Have you ever encountered such problems? Could you please give me some advice and guidance on this problem?
Thank you very much.
Thanks to the guidance from @AnnaKrogager, the problem has been solved. As has been pointed out below, K.argmax returns a tensor instead of an integer. According to @AnnaKrogager's answer, I revised the loss function to
def normalized_mse(y_true, y_pred):
y_pred = K.l2_normalize(y_pred, axis = -1)
y_true = K.l2_normalize(y_true, axis = -1)
loss_minus = K.square(y_pred - y_true)
loss_plus = K.square(y_pred + y_true)
index = K.argmax(K.abs(y_true), axis = -1)
y_true_slice = tf.diag_part(tf.gather(y_true, index, axis = 1))
y_pred_slice = tf.diag_part(tf.gather(y_pred, index, axis = 1))
loss = K.mean(tf.where(tf.greater(tf.div(y_true_slice, y_pred_slice), 0),
loss_minus, loss_plus), axis = -1)
return loss
In order to verify it, I define another function with numpy
def normalized_mse_numpy(y_true, y_pred):
import operator
batch_size = y_true.shape[0]
sample_size = y_true.shape[1]
loss = np.zeros((batch_size))
for i in range(batch_size):
index = np.argmax(abs(y_true[i, :]))
y_pred[i, :] = y_pred[i, :]/linalg.norm(y_pred[i, :])
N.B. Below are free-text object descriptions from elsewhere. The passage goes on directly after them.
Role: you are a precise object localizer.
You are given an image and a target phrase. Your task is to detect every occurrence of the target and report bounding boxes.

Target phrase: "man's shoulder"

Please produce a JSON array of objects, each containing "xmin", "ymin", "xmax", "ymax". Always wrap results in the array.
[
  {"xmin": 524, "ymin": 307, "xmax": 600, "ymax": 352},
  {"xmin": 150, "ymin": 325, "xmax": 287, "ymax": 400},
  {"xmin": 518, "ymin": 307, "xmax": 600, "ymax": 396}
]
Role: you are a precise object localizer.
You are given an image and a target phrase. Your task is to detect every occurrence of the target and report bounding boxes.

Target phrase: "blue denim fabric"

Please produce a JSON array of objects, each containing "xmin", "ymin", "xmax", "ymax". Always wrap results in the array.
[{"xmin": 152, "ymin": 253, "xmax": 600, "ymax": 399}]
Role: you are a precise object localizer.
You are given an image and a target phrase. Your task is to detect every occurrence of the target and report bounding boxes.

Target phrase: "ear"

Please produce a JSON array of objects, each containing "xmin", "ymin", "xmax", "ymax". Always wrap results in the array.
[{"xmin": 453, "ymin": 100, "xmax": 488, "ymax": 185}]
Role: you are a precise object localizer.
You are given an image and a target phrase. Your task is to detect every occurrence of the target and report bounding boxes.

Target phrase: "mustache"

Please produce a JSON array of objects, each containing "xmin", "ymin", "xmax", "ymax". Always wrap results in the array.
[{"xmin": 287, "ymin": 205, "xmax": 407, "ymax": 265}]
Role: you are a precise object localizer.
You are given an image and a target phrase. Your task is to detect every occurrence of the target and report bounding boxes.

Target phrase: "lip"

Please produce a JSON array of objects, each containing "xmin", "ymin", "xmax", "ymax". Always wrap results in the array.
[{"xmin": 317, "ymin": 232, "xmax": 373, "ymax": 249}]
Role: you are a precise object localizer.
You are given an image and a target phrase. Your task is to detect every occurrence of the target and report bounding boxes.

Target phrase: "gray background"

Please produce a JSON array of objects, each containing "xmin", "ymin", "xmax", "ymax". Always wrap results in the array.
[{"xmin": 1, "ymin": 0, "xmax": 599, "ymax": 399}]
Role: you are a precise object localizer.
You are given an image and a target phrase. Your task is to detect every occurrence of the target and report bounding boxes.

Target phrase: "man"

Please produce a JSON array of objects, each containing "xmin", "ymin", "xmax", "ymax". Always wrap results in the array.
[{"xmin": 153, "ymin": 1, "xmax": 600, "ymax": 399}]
y_true[i, :] = y_true[i, :]/linalg.norm(y_true[i, :])
sign_flag = y_true[i, index] / y_pred[i, index]
if sign_flag < 0:
for j in range(sample_size):
loss[i] = loss[i] + (y_true[i, j] + y_pred[i, j])**2
for j in range(sample_size):
loss[i] = loss[i] + (y_true[i, j] - y_pred[i, j])**2
loss[i] = loss[i] / SystemSize
return loss
SystemSize = 5
batch_size = 10
sample_size = 5
y_true = 100 * np.random.rand(batch_size, sample_size)
y_pred = 100 * np.random.rand(batch_size, sample_size)
numpy_result = normalized_mse_numpy(y_true, y_pred)
keras_result = K.eval(normalized_mse(K.variable(y_true), K.variable(y_pred)))
numpy_result - keras_result
array([ 4.57889131e-08, 1.27995520e-08, 5.66398740e-09, 1.07868497e-08,
4.41975839e-09, 7.89889471e-09, 6.68819598e-09, 1.05113101e-08,
-9.91241045e-09, -1.20345756e-09])
I also benefit from the answer by Yu-Yang in Implementing custom loss function in keras with different sizes for y_true and y_pred.
Please be noted that tf.gather() does not support 'axis' in some early-version tensorflow, e.g, 1.0.1. It works in 1.11.0. If the tensorflow version is low, you may get the error of "gather() got an unexpected keyword argument 'axis'".